Since an STL signal is highly focused it doesn’t take a large amount of power to cover big distances. Five watts or less can provide an STL signal strong enough to travel for miles.
The major problems hindering STL usage has been price and the availability of equipment. The potential for STL also varies widely by country, as different countries use different frequencies. There are no schematics publicly available, either, for people who want to try and build an STL from scratch – and those that do possess the knowledge are hampered by the trouble of finding the parts to build with.
This does not mean that STLs aren’t widely used by pirates: in London, for example, just about every station (and there are dozens, if not hundreds of pirates in London alone) uses an STL. In contrast, the only pirate stations in the United States who’ve used an STL have been ones that could afford commercially-built (and very expensive) setups.
STLs also do not guarantee that a studio will escape the wrath of a bust: in America, the FCC has been known to trace pirate STL signals before shutting the main transmitter down.
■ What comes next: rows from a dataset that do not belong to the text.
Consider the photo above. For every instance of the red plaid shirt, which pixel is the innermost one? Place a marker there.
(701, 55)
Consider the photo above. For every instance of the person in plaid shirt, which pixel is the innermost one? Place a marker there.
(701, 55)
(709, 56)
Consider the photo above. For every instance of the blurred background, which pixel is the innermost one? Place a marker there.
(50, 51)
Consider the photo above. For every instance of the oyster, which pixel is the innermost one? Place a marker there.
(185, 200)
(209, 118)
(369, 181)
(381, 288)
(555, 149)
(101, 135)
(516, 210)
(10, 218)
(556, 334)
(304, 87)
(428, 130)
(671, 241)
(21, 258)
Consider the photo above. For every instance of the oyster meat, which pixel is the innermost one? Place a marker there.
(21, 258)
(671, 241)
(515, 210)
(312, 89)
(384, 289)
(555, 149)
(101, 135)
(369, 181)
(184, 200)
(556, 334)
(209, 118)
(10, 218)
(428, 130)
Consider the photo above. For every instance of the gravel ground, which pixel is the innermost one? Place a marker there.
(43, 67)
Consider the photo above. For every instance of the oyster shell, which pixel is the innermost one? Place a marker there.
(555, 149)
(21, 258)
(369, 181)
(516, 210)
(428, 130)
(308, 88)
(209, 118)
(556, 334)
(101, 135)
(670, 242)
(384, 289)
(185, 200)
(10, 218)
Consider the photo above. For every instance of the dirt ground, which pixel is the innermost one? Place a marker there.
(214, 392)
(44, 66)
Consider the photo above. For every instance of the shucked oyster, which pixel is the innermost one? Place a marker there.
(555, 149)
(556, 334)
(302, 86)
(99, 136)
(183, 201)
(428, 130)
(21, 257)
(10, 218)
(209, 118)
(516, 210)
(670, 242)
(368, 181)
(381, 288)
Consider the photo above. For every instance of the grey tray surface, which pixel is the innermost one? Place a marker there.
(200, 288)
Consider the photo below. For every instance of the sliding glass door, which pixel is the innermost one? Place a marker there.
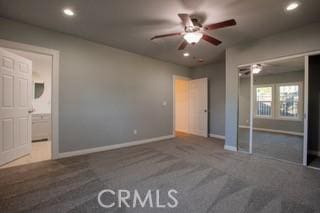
(271, 109)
And those that have been caught using STLs have faced stiffer penalties because they were broadcasting two pirate signals instead of just one.
Still, STLs have a lot of potential, provided the know-how and raw materials become more accessible to the free radio community. Some have been experimenting with “alternative” STLs, like spread-spectrum cordless phones and even infrared beams. These are mostly theories, though, and have a long way to go before they could be proven for practical use.
Netcasting – The Next Frontier
Some have said netcasting will replace broadcasting because of its unlimited potential for access. However, it’s still cheaper to buy a radio than it is to get online, and the sound quality is better on real radio than on the Internet’s version, unless you can afford a broadband connection.
Ironically enough, free radio broadcasters are eagerly testing the waters of netcasting as a means of separating studio from transmitter.
Some of this experimentation has been done in the U.S., where stations like Black Ball Radio in Seattle and 2000 Flushes in Minneapolis/St. Paul used the ‘net as a way to solicit programming from listeners, making it possible for almost anyone to become a DJ. 2000 Flushes took the concept the furthest, pretty much doing away with a studio completely and running the station off an automated playlist of contributed MP3 files.
Pirate FM broadcasters in the Netherlands are also experimenting with netcasting as a remote link. Using a computer at each end of the link, the box in the studio encodes and streams the programming to its dialed-in counterpart at the broadcast site, where it is fed directly to the air.
There are still some technical and audio quality issues to deal with, but the legal question it raises is intriguing. Technically, the people in the studio aren’t violating any laws because they’re netcasting. If someone is rebroadcasting their internet feed, they could conceivably claim ignorance of that operation.
If anything, using streaming audio makes enforcement folks jump through a lot more hoops. After all, ‘net connections can be traced. But the more work expended, the less efficient the enforcement.
The main drawback to a streaming audio remote setup is the cost, although this can be mitigated. The computers involved can be stripped down or, in some cases, assembled with salvaged parts from old machines, since they’re being dedicated to serve a single use. If the cost of Internet access keeps going down and bandwidth availability improves, this technique, too, should improve.
As the stakes grow higher in the fight to free the airwaves, security is becoming more important for the pirate broadcaster. There is no completely secure method of broadcasting without a license; the act itself makes sure of that.
But any safety net is better than no net at all – and the more struggle one makes before going down, the better off others may be.